TRAFFICKING IN WHITE
Every year there are thousands of Romanian women victims of international trafficking in persons. Thousands - according to various statistics even tens of thousands, most of them with the deception of a job - end up in networks of criminal organizations, which force them into prostitution in Western Europe.
These women leave Romania to escape poverty and misery, but they quickly become "bargaining chip" in the hands of traffickers, who buy and sell them dozens of times. In Romania the price of a woman varies between 300 and 400 dollars, but in the country of destination can reach 5-10,000 dollars.
According to the IOM (International Organization for Migration) major destinations in 2006-2007, according to the statistics of returns were Macedonia (29%), Bosnia and Herzegovina (23%), Albania (11%), the Kosovo (11%), Italy (9%), Serbia and Montenegro (6%), 11% in other countries.
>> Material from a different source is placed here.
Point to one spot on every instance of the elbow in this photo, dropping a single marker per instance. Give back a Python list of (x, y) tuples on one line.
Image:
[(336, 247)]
They arrive battered, malnourished, abused and reduced to a state of slavery, paying dearly for their ignorance and naivety or simply their decision to make money at any cost.
But the statistics speak for a vast majority of Romanian women who end up in prostitution abroad because they are victims of international traffic, deceived by the mirage of a job as a waitress, nanny, maid or nanny.
In the period 2004-2005 the International Organization for Migration has assisted 781 women Romanian victims of trafficking in persons. In 2005, 24.84% of them were minors and 75.16% older. Three years later, the statistics indicate the 14,10% and 85,90% of minors of age, with a mean age of 21.23 years and with low level of education. In any case, poverty is the main cause that pushes them to leave Romania. In fact, their origin is mainly from the most deprived areas of the country, with Moldova in top of the list (35%). But there are also women of Transylvania (21%) of Muntenia and Bucharest (5%).
Once repatriated, women who are victims of trafficking in persons pass from Bucharest branch of IOM, which relies on NGOs specializing in the integration programs. For six months they receive medical care, psychological counseling, social and legal or may be eligible for qualification courses to learn a trade. Many of them, however, do not follow these programs, in most cases due to the intervention of their families. They are afraid of the authorities and especially the police, which hardly work together to declare what is their success.
The specialists see this behavior in one of the psycho-sociological consequences in case the victim has suffered serious abuses in countries where a prostitute, even by police accomplices of traffickers. Many do not want to go back in the families of origin, to the shame or hatred towards relatives or friends who have sold.
The Romanian authorities have at their disposal the law 678/2001 which establishes measures for the prevention and combating trafficking in persons. The law provides a penalty of imprisonment from 3 to 20
years for those found guilty of trafficking in persons. But the real problem is the inaction of the criminals or the protection they receive from organizations to which they belong, a kind of mafia gangs that protect their work in several ways: by providing them with false documents, false identities.
Romania has stepped up international cooperation in the field of organized crime, among other things, to meet the needs of the EU that it expects a safer country. More effort should come from the various ministries, such as the Work, which shall inform persons who wish to go abroad to work, the Ministries of Interior, Foreign Affairs
or Education. To do their part should also be regional NGOs, the protection of rights and the preservation of the role of women in Romanian society, charities, supported by concrete material existence of women and their children, facilities instead in this country are almost completely absent.